Dysphagia, or swallowing dysfunction, is a common symptom of Friedreich ataxia. Swallowing becomes difficult as FA advances and there is more and more loss of coordination, weakness, spasticity, or shaking.
Swallowing impairment can occur in the mouth, the pharynx or cavity behind the nose and mouth, and the esophagus or food pipe.
Dysphagia begins gradually in FA, usually with swallowing problems first appearing in the mouth. FA can affect the brain in a way that reduces the speed and coordination of mouth and pharynx muscles, making it difficult to swallow food and drink.
A study found no significant correlations between the severity of dysphagia and the genetic cause of the disease, the age when a person develops FA or the severity of the disease.
Symptoms of dysphagia in Friedreich’s ataxia
One of the most common symptoms of dysphagia is difficulty controlling food or drink in the mouth. This includes food pocketing, or food getting stuck in the cheek, and food sticking in the throat. Other symptoms are difficulty chewing food, dribbling food or drink, coughing or choking when food is entering the mouth, and nasal regurgitation of food or drink — that is, the materials coming out of the nose.
Choking or airway infections can occur if food enters the airways. Swallowing may become even more difficult when a patient has posture or hand-to-mouth coordination difficulties.

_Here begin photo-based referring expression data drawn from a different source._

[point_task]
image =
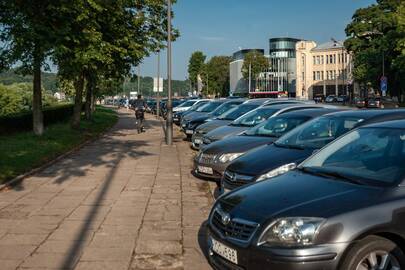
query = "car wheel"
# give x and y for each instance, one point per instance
(372, 253)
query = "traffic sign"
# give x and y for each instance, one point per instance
(384, 85)
(155, 85)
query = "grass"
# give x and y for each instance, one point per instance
(22, 152)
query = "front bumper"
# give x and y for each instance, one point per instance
(252, 257)
(196, 140)
(217, 170)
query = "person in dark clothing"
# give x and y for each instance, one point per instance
(140, 106)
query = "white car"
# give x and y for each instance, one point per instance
(187, 105)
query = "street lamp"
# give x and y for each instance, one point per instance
(169, 119)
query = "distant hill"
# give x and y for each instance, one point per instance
(49, 80)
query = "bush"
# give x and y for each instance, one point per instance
(23, 121)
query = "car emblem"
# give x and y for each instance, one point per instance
(226, 219)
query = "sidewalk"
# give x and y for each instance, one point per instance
(126, 201)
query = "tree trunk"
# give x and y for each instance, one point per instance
(89, 96)
(77, 111)
(37, 116)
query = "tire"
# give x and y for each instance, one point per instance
(373, 248)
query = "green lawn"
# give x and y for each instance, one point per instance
(24, 151)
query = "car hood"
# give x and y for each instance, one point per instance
(193, 115)
(223, 132)
(207, 127)
(237, 144)
(296, 194)
(267, 158)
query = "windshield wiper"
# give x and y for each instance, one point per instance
(289, 146)
(331, 174)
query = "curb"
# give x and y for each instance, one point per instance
(17, 180)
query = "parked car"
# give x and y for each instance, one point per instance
(213, 159)
(319, 98)
(360, 102)
(342, 99)
(342, 209)
(228, 117)
(196, 120)
(331, 99)
(294, 147)
(224, 119)
(180, 111)
(203, 110)
(382, 103)
(252, 119)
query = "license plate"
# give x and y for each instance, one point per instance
(198, 141)
(224, 251)
(206, 170)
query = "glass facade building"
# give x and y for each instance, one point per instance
(281, 76)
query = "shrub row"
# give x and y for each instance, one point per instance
(23, 121)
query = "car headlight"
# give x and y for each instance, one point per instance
(295, 231)
(280, 170)
(229, 157)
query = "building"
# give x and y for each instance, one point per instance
(323, 69)
(281, 76)
(238, 85)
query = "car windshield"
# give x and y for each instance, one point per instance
(318, 132)
(277, 126)
(188, 103)
(199, 105)
(237, 112)
(374, 156)
(209, 107)
(224, 108)
(255, 117)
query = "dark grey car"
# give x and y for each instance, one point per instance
(225, 151)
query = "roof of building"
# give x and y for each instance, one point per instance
(329, 46)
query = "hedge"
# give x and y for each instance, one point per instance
(23, 121)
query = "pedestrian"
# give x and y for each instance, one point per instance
(140, 107)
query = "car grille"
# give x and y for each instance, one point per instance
(207, 158)
(237, 229)
(236, 180)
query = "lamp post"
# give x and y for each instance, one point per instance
(169, 119)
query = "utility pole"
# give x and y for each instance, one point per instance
(250, 77)
(139, 80)
(158, 87)
(169, 119)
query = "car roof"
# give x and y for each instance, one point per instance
(258, 101)
(310, 112)
(399, 124)
(372, 116)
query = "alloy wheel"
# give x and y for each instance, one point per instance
(379, 260)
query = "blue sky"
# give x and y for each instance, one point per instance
(221, 27)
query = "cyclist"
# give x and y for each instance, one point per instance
(139, 106)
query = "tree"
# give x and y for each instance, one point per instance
(107, 39)
(375, 38)
(195, 67)
(256, 62)
(216, 76)
(29, 30)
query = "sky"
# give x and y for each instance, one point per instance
(221, 27)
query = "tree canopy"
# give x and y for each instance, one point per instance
(377, 33)
(195, 67)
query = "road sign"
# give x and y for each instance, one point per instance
(155, 84)
(384, 85)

Patients with dysphagia are at risk of malnutrition, weight loss, poor oral hygiene, dehydration, and recurrent chest infections.
Dysphagia can have a significant impact on quality of life. Patients report fear of choking, taking extra time for meals, and avoiding specific food or liquids. Embarrassment associated with eating and drinking also can prompt FA patients to avoid social gatherings.

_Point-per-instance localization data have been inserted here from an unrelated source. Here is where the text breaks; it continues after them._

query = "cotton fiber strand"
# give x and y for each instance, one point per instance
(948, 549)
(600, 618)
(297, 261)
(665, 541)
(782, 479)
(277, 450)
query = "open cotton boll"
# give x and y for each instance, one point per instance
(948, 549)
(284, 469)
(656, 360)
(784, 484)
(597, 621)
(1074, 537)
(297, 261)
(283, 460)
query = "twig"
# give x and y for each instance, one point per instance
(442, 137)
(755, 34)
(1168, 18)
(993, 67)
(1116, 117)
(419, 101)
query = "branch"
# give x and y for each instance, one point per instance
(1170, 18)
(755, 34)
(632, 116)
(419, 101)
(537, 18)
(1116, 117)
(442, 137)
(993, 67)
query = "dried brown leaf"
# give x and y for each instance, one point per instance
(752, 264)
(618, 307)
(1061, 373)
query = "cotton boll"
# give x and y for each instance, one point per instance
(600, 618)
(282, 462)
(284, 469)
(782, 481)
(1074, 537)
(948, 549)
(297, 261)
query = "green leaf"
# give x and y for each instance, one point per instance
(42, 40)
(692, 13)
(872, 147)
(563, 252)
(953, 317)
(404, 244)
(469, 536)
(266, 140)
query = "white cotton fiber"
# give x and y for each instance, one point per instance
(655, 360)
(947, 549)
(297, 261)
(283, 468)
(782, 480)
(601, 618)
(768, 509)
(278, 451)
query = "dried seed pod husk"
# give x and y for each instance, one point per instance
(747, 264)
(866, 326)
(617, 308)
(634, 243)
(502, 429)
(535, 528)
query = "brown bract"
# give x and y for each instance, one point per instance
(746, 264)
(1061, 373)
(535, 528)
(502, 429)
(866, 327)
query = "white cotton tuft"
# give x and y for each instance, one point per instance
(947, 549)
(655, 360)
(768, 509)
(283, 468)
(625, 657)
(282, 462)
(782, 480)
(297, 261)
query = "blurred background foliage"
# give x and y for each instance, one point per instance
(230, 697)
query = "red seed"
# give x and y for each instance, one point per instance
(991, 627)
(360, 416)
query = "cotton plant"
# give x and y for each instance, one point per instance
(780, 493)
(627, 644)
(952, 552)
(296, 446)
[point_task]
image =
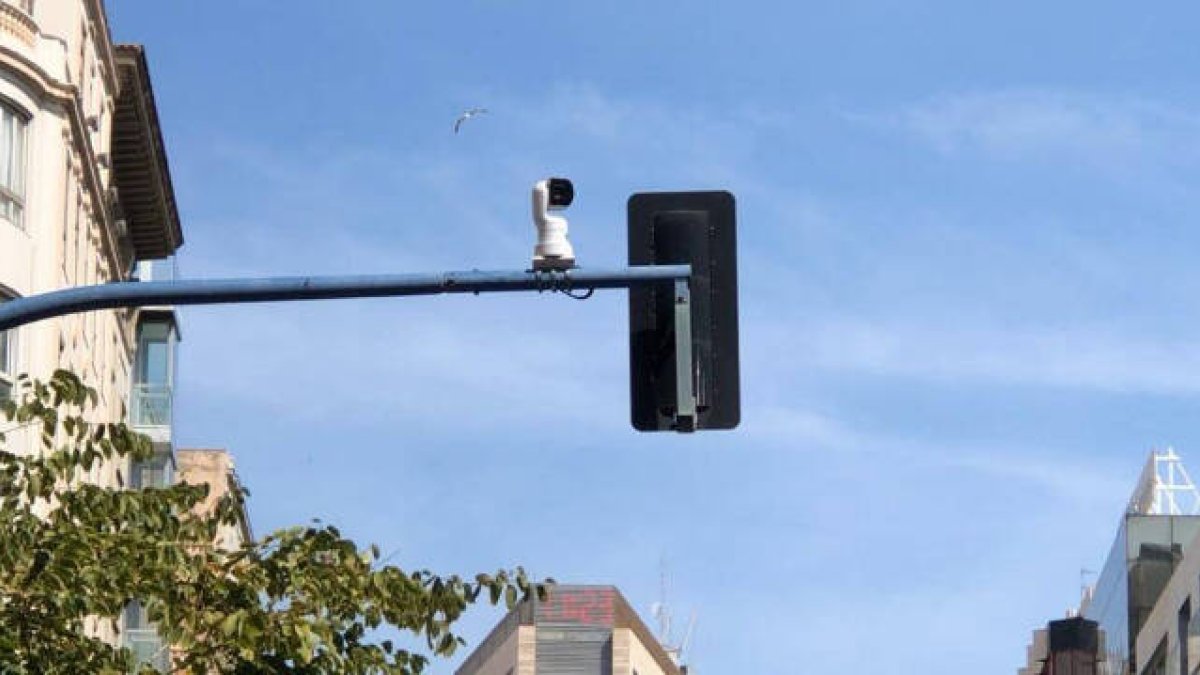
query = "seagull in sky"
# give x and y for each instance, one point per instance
(466, 117)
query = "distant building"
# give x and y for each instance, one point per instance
(1068, 646)
(1146, 598)
(215, 469)
(576, 631)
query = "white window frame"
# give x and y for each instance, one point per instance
(12, 196)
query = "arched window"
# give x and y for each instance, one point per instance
(12, 165)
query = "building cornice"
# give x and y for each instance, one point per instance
(65, 95)
(99, 18)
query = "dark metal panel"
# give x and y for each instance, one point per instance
(574, 650)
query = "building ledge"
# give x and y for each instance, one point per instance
(141, 173)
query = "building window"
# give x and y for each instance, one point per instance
(12, 165)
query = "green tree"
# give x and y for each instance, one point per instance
(301, 599)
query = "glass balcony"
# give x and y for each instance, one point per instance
(150, 405)
(148, 647)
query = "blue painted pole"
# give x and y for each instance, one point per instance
(21, 311)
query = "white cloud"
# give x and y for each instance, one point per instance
(1056, 125)
(1083, 357)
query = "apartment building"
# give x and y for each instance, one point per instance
(1145, 604)
(576, 631)
(85, 197)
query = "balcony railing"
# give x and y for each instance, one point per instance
(148, 647)
(150, 405)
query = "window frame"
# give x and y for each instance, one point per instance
(10, 198)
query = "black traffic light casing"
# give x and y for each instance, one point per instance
(697, 228)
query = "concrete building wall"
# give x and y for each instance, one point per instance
(76, 95)
(1162, 626)
(215, 469)
(630, 655)
(586, 628)
(58, 72)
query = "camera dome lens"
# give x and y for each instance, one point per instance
(562, 192)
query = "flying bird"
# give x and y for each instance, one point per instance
(466, 117)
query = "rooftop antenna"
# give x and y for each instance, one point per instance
(661, 611)
(1164, 488)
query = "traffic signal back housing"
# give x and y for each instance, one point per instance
(696, 228)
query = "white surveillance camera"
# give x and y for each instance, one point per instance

Patients are at additional risk of dysphagia-related cognitive impairment. This is a reduced ability to recognize what constitutes safe eating and drinking.
Assessment of dysphagia in Friedreich’s ataxia
A speech and language therapist assesses dysphagia. The work starts with a comprehensive case history from the patient, his or her family, and caregivers. The history covers dysphagia symptoms; current eating and drinking behavior, including dietary preferences; a patient’s nutritional status; and any food supplements the patient takes.
The therapist examines a patient’s eating, movement, and sensory functions, with a particularly close look at what happens when the patient eats. The therapist may also use imaging to assess a person’s ability to swallow. Techniques include video fluoroscopy, an x-ray procedure, and a fiberoptic endoscopic evaluation of swallowing, which involves putting a thin tube with a camera on it down the mouth to see how a person swallows.
Treating dysphagia in Friedreich’s ataxia
A multidisciplinary team manages dysphagia: speech and language therapists, dieticians, physiotherapists, and occupational therapists. The dietician ensures that a patient obtains optimal nutrition and liquids through the mouth or another way. The physiotherapist and occupational therapist ensure the optimal positioning of aids to deliver food to the mouth. They also may suggest muscle strengthening exercises for swallowing.
Other dysphagia management techniques include having a patient eat food that is not difficult to swallow. Another technique is teaching a patient safe swallowing. One approach is using the chin tuck position, where the chin is tucked to the chest while swallowing. Another is double swallowing or two swallows per mouthful of food.
Other dysphagia management techniques include teaching a patient throat clearing, proper posture, and food-consumption set-up, advising them to eat slowly and take small sips, advising them to avoid talking with food or drink in the mouth, and providing them with oral hygiene advice.
Severe dysphagia may require feeding alternatives, such as percutaneous endoscopic gastrostomy (PEG) tube feeding. It involves making an insertion in the abdominal wall that allows a feeding tube to be run into the stomach. This option is used when patients are no longer able to consume food or drink by mouth to sustain themselves.